Theraputic Targets for Tau
Tackling tau protein issues in Alzheimer's disease is tricky because we can't just get rid of tau. Unlike amyloid-beta (Ab), tau is needed by the brain to help keep its structure intact. So, treatments have to carefully target only the harmful actions of tau without affecting its normal, necessary functions. Previous attempts focused on stopping tau from getting too many phosphate groups added to it (a process known as phosphorylation) or preventing tau proteins from clumping together. However, these approaches haven't worked out well. Now, scientists are looking into new methods, like boosting the brain's overall stability or using immune system-based therapies to specifically address the damaging aspects of tau. Despite the growing interest in these new tau-targeting treatments, none have yet proven effective enough to become widely used medications.
Conclusion
Studying misfolded proteins like amyloid-beta (Ab) and tau as potential targets for treating Alzheimer's Disease (AD) has sparked a lot of debate among scientists and companies. While research has shown these proteins play a harmful role in various cell functions and contribute to the disease, finding effective treatments based on this knowledge has been challenging. Despite many studies, no successful treatment has come out of it, leading some to doubt whether focusing on these misfolded proteins is the right approach.

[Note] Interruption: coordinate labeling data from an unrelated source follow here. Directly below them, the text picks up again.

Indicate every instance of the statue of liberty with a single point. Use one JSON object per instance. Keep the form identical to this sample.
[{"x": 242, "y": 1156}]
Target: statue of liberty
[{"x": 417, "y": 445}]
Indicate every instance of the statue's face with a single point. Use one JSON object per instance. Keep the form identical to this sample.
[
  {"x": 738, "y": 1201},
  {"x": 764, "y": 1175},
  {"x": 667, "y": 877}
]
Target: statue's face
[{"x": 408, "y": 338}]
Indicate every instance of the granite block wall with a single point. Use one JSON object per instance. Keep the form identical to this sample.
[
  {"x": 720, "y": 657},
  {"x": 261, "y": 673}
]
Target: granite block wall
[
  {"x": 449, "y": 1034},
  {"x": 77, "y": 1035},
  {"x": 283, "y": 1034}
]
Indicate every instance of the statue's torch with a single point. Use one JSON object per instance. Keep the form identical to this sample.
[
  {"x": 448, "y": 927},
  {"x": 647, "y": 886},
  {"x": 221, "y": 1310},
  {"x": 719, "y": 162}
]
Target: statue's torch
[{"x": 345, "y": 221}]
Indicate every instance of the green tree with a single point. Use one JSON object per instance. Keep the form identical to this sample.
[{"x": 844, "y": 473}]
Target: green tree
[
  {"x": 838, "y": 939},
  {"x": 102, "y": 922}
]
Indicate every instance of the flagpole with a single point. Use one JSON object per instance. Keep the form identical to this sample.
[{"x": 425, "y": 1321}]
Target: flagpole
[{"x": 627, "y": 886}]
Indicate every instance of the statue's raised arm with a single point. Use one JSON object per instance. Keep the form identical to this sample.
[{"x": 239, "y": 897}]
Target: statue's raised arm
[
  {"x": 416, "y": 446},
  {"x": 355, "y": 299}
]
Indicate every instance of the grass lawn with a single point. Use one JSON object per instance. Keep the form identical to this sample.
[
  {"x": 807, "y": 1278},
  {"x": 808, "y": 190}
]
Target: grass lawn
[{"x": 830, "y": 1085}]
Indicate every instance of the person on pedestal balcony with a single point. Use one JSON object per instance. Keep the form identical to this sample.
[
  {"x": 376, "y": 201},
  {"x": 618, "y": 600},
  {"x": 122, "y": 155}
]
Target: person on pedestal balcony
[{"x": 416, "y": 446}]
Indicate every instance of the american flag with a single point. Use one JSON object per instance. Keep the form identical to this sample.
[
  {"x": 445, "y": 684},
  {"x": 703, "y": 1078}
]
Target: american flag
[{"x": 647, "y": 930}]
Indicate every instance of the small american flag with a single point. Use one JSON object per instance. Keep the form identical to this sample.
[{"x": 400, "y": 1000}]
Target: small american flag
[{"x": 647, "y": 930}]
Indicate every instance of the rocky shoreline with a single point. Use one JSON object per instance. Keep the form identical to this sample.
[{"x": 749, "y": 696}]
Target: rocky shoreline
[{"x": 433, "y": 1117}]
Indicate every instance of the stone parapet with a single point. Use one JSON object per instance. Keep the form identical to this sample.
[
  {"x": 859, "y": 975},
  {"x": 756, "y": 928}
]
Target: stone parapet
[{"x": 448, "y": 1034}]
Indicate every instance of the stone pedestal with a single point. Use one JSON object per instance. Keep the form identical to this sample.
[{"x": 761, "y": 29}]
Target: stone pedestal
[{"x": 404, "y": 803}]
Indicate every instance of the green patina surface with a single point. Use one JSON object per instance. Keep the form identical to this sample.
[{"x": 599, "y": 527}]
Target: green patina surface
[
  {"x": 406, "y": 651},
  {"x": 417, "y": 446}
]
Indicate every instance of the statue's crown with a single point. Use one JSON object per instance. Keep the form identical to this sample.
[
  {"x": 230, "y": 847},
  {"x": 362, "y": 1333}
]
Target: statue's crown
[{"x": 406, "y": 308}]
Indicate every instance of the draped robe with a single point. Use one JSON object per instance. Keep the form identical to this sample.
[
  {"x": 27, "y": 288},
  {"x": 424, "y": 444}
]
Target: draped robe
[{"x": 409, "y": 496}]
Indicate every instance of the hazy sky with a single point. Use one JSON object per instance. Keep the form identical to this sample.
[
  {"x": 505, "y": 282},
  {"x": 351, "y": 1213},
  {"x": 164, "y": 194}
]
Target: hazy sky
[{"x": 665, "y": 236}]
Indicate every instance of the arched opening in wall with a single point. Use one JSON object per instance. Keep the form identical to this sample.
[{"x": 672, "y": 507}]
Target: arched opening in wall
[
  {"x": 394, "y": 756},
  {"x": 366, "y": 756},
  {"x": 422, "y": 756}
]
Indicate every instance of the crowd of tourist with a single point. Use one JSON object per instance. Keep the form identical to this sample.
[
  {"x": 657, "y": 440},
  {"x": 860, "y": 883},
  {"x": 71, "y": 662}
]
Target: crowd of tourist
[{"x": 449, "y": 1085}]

However, it's too soon to give up on the idea entirely. Many past studies may have not targeted the most harmful forms of these proteins or used flawed models of the disease, among other issues. This doesn't mean the whole concept is wrong, but it highlights how complex AD is, involving many different factors that work together to worsen the disease. Just like treating high blood pressure often requires multiple medications, AD might need a combination of treatments that target different parts of the disease at once. Finding and developing such comprehensive treatments, and figuring out the best way to use them in patients, is a crucial step forward in the fight against Alzheimer's.